1. Configure your HDFS instance to be mountable. This is done by enabling the NFS gateway. Follows the basic steps in https://hadoop.apache.org/docs/r2.3.0/hadoop-project-dist/hadoop-hdfs/HdfsNfsGateway.html
2. Mount the HDFS instance onto the Linux system where you plan to run DataConnect. Logged in as root, execute the mount command with the follwing parameters:
mount -t nfs -o vers=3,proto=tcp,nolock <server>:/ <mount point>
3. For example:
mount -t nfs -o vers=3,proto=tcp,nolock 192.168.1.50:/ /mnt/hdfs1
Where 192.168.1.50 is the IP address of the Name Node (HDFS instance), and /mnt/hdfs1 is the location on the client machine where you’d like to mount the file system.

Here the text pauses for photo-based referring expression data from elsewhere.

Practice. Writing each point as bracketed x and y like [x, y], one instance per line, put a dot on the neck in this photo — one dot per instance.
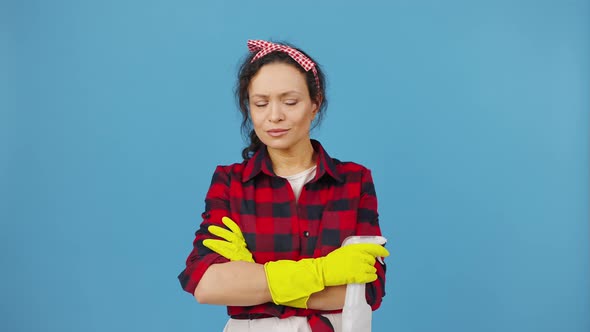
[293, 160]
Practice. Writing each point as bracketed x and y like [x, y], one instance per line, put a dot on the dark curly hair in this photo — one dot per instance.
[248, 69]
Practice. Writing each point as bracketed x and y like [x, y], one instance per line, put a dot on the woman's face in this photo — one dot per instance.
[280, 106]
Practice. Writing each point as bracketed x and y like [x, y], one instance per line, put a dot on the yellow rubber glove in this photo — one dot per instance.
[292, 282]
[234, 248]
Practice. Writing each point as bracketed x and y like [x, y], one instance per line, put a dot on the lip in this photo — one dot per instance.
[277, 132]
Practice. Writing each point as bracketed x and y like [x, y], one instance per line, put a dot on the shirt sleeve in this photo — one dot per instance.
[201, 257]
[368, 224]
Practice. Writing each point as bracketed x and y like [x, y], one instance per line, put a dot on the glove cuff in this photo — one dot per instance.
[291, 283]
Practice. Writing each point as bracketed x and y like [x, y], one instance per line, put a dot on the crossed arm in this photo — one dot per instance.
[225, 284]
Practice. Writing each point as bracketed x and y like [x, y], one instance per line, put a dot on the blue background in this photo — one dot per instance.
[473, 116]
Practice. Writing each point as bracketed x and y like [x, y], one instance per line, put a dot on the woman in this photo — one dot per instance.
[269, 244]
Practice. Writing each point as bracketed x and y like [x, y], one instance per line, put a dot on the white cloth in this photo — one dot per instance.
[297, 181]
[273, 324]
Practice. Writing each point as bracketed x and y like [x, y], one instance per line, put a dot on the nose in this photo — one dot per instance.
[275, 112]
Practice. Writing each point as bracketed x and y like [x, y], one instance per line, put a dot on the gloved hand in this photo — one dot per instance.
[292, 282]
[234, 248]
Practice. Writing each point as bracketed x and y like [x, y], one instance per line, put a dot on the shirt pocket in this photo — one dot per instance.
[335, 226]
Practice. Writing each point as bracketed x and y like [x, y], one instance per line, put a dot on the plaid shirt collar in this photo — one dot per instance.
[260, 162]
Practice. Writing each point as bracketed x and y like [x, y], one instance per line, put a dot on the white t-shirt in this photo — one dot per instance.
[297, 181]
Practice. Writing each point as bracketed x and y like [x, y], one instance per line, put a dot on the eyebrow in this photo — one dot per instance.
[280, 95]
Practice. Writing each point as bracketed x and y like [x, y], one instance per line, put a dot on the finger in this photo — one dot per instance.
[222, 233]
[375, 250]
[233, 226]
[223, 248]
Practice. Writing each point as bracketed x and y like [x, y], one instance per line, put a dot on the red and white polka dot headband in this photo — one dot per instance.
[263, 48]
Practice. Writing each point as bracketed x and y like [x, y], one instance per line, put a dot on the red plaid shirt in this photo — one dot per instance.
[338, 202]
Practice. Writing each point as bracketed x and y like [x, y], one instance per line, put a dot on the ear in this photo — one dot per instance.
[316, 105]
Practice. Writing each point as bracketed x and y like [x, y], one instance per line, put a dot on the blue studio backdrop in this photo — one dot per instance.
[472, 115]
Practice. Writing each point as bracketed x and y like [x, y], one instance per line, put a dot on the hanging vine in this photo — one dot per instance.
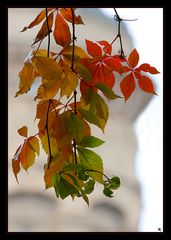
[64, 126]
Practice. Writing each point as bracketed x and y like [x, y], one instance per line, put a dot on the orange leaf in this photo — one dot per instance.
[93, 49]
[146, 84]
[44, 29]
[23, 131]
[25, 155]
[27, 76]
[67, 14]
[38, 19]
[147, 68]
[127, 86]
[107, 47]
[54, 167]
[133, 58]
[61, 32]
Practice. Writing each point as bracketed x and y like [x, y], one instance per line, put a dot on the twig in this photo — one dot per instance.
[72, 68]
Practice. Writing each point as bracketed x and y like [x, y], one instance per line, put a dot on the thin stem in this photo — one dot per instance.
[72, 68]
[74, 38]
[49, 102]
[92, 170]
[48, 32]
[48, 137]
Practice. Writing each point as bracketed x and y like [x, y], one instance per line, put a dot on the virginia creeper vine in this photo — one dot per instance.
[64, 121]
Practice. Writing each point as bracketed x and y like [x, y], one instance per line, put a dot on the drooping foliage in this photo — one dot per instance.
[64, 126]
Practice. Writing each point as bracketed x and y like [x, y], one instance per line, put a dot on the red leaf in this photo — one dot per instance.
[93, 49]
[147, 68]
[61, 32]
[23, 131]
[106, 76]
[125, 69]
[107, 47]
[133, 58]
[146, 84]
[127, 86]
[67, 14]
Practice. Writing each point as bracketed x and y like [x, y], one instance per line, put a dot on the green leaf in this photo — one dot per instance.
[76, 127]
[107, 192]
[84, 196]
[82, 175]
[73, 167]
[107, 91]
[63, 188]
[114, 183]
[84, 72]
[89, 186]
[90, 142]
[91, 161]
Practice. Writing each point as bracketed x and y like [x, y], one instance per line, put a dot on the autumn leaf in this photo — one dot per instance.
[27, 77]
[23, 131]
[127, 86]
[76, 127]
[107, 91]
[67, 14]
[100, 66]
[133, 58]
[94, 108]
[145, 84]
[61, 32]
[90, 142]
[107, 48]
[25, 155]
[147, 68]
[48, 68]
[93, 48]
[69, 82]
[38, 19]
[50, 172]
[79, 53]
[83, 72]
[44, 29]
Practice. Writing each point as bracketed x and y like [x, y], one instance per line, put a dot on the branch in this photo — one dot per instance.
[92, 170]
[48, 137]
[72, 68]
[47, 114]
[48, 32]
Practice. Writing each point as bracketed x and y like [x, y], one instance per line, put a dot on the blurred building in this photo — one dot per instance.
[30, 208]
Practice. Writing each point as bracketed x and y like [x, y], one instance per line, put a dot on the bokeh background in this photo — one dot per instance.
[134, 135]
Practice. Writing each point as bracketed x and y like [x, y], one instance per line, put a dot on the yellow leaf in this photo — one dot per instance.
[27, 156]
[42, 53]
[48, 89]
[69, 83]
[27, 77]
[78, 52]
[23, 131]
[54, 167]
[48, 68]
[34, 142]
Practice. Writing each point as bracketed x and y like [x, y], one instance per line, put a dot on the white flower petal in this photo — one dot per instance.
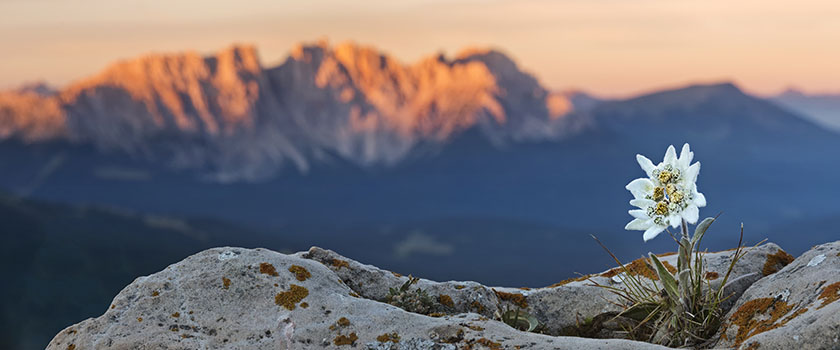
[686, 155]
[646, 164]
[699, 198]
[670, 156]
[639, 224]
[642, 203]
[690, 175]
[674, 220]
[640, 187]
[652, 232]
[691, 213]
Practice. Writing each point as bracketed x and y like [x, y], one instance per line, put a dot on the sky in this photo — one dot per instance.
[612, 48]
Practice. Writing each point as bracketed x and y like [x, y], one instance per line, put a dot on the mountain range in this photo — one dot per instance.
[448, 168]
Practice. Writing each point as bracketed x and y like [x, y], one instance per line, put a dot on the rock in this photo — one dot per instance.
[566, 308]
[794, 308]
[235, 298]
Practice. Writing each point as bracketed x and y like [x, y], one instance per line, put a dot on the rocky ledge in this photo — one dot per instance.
[236, 298]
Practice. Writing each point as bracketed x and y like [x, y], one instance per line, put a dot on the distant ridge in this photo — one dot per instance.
[228, 113]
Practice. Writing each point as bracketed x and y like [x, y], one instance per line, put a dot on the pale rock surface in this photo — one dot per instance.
[227, 298]
[795, 308]
[560, 308]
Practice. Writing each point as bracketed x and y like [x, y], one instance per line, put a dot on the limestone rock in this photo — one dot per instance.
[794, 308]
[235, 298]
[563, 308]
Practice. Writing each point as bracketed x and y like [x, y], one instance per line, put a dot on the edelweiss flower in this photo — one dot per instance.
[668, 195]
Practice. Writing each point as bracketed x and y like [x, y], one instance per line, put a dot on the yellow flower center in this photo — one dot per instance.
[661, 208]
[665, 176]
[658, 194]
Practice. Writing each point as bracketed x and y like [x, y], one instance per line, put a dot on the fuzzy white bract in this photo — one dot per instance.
[667, 195]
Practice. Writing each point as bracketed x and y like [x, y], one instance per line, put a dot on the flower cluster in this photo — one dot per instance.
[667, 195]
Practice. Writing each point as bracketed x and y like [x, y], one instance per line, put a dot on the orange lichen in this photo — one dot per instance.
[515, 298]
[475, 328]
[569, 280]
[758, 316]
[489, 343]
[830, 294]
[776, 262]
[477, 307]
[446, 300]
[288, 299]
[300, 273]
[639, 267]
[339, 263]
[345, 340]
[268, 269]
[389, 337]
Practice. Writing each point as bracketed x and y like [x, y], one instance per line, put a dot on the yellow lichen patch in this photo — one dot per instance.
[758, 316]
[475, 328]
[389, 337]
[477, 307]
[515, 298]
[830, 294]
[339, 263]
[639, 267]
[446, 300]
[268, 269]
[288, 299]
[489, 343]
[300, 272]
[570, 280]
[345, 340]
[776, 262]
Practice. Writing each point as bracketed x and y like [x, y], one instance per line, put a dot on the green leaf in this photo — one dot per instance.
[701, 230]
[668, 281]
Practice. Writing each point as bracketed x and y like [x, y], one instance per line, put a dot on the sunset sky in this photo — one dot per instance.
[608, 47]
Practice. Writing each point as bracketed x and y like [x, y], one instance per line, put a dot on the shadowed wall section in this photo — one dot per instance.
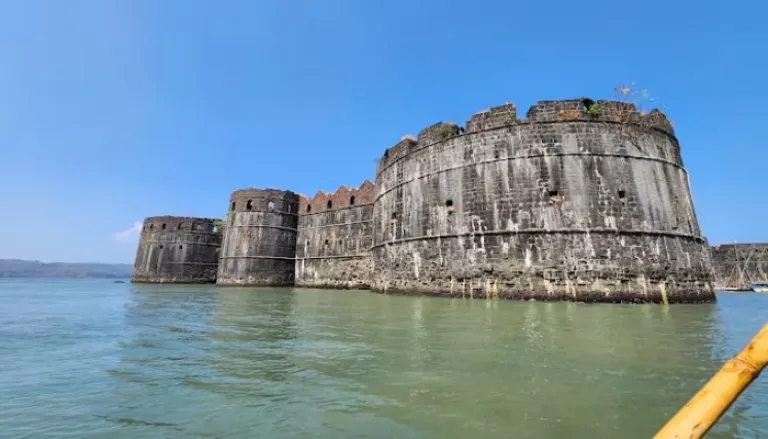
[177, 250]
[581, 200]
[260, 238]
[334, 238]
[737, 266]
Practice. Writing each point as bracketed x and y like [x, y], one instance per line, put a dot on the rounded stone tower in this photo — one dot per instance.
[176, 249]
[260, 238]
[580, 200]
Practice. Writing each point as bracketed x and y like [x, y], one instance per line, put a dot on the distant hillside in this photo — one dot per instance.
[19, 268]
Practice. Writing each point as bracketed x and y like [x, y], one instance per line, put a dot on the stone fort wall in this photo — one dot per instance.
[177, 250]
[259, 238]
[568, 203]
[578, 200]
[334, 238]
[737, 266]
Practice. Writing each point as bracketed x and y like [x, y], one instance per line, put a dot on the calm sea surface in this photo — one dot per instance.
[96, 359]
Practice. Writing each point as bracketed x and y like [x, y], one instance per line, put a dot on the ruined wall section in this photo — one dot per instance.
[334, 238]
[259, 238]
[574, 202]
[177, 250]
[737, 266]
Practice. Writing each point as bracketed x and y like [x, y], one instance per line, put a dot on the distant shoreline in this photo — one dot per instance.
[25, 269]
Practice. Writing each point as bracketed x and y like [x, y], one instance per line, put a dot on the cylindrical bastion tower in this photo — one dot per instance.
[579, 200]
[260, 238]
[176, 249]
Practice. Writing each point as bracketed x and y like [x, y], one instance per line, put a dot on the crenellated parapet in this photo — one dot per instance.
[175, 249]
[587, 110]
[334, 240]
[401, 149]
[555, 205]
[495, 117]
[263, 200]
[438, 132]
[161, 224]
[542, 112]
[343, 198]
[259, 243]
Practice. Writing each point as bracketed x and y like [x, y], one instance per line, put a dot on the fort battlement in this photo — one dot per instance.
[344, 197]
[555, 205]
[738, 265]
[177, 250]
[260, 238]
[335, 237]
[543, 112]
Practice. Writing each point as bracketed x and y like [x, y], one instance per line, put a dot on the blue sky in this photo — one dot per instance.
[111, 111]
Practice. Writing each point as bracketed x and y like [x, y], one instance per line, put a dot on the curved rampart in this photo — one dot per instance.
[334, 238]
[177, 250]
[259, 238]
[737, 266]
[580, 200]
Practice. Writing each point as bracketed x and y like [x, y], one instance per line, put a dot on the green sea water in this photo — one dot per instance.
[97, 359]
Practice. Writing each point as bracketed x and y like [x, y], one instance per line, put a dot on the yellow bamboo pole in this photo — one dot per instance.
[695, 419]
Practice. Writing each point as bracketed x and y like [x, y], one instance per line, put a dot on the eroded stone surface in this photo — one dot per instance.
[260, 238]
[560, 206]
[334, 239]
[737, 266]
[177, 250]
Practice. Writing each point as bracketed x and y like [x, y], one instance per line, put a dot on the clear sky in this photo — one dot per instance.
[114, 110]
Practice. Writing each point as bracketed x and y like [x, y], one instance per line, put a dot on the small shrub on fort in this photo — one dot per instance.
[446, 130]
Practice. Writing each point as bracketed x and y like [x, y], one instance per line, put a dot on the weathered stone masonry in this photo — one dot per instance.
[577, 201]
[737, 266]
[177, 250]
[566, 204]
[260, 238]
[334, 239]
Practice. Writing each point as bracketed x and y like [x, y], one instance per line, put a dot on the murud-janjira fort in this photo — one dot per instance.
[578, 200]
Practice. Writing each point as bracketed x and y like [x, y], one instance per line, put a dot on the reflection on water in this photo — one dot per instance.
[111, 360]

4. Install, configure, and launch DataConnect Studio IDE on the Linux system where HDFS was mounted. You will now be able to create datasets that can connect to the HDFS mounted file locations.
Note:
Both the HDFS system and the system where DataConnect is installed should have a user group with the same name containing a shared list of users. The users should have full permissions.
If you have multiple DataConnect worker machines, each worker will need to have the HDFS instance mounted.
Consider using macros for mountable file locations.
Due to limitations in either HDFS or the NFS gateway for overwriting existing files, the target connector's output mode should be set to Append. If you need to delete the contents of the file before each transformation, you can use the FileDelete script function.